For parents who discover gaps in their child's vaccination record, the path forward is straightforward: contact the GP practice. Catch-up appointments can be arranged. The NHS emphasizes that receiving vaccines on schedule provides optimal protection, but it's never too late to close a gap. Some areas of England now offer digital versions of the red book alongside the physical copy, making it easier to track and share records with healthcare providers.

Behind the alert lies a broader public health concern. Vaccination rates have been drifting downward in some parts of England, a trend that has allowed preventable diseases to gain footholds they lost decades ago. Health visitors conduct regular reviews of young children—at home, at GP surgeries, baby clinics, or children's centers—starting shortly after birth and continuing until around age two and a half. These reviews are meant to celebrate a child's growth and development while also identifying any gaps in care or support. They represent a moment when vaccination status can be checked and corrected.

The UKHSA's message is direct: vaccines are the most effective tool for preventing these diseases. The evidence is overwhelming and consistent. Getting vaccinated is safer than not getting vaccinated. Parents who want reliable information are urged to consult the NHS or the World Health Organisation, not social media or unverified sources. The red book sits on the kitchen table or in the filing cabinet, waiting to be opened. For many families, it will confirm that everything is in order. For others, it will prompt a call to the GP—and a small action that could make the difference between a child protected and a child at risk.

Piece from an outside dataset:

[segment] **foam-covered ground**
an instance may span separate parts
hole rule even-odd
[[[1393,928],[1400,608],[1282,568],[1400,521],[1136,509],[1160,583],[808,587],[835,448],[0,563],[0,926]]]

Vaccines protect your child from measles, whooping cough and other serious illnesses. If you're a dad, check if your child has missed vaccinations: look in their red book or speak to your GP practice.
— UK Health Security Agency
If 95% of children receive the MMR vaccine, this would stop measles spreading completely. However, measles, mumps and rubella can quickly spread again if fewer than 90% of people are vaccinated.
— NHS
La Conversación del Hearth Otra perspectiva de la historia
Inventor

Why is the red book suddenly important again? It's been around for decades.

Model

Because vaccination rates have slipped below the threshold where these diseases stay contained. The red book is the proof—the actual record of whether a child is protected or not. Without checking it, parents might not realize their child has missed doses.

Inventor

What happens if measles spreads in a community where coverage is low?

Model

It moves fast. Once you drop below 90 percent coverage, the disease finds the unvaccinated children. Measles doesn't care about age or circumstance. It causes meningitis, pneumonia, encephalitis. Mumps causes deafness that doesn't come back.

Inventor

So this isn't just about individual choice?

Model

No. It's about herd immunity. If 95 percent of children are vaccinated, measles can't circulate at all. But if you're at 85 percent, the virus finds the gaps. Every unvaccinated child becomes a potential case, and every case is a risk of serious harm.

Inventor

What does a parent do if they find their child is behind on vaccines?

Model

Call the GP. There's no shame in it, no penalty. Catch-up appointments exist for exactly this reason. A child can receive missed doses at any time. The sooner, the better, but late is still better than never.

Inventor

Is the red book the only way to check?

Model

It's the primary record, but some areas now have digital versions. Either way, the information is there. Parents can also ask their GP practice directly. The point is to know the status and act on it if something's missing.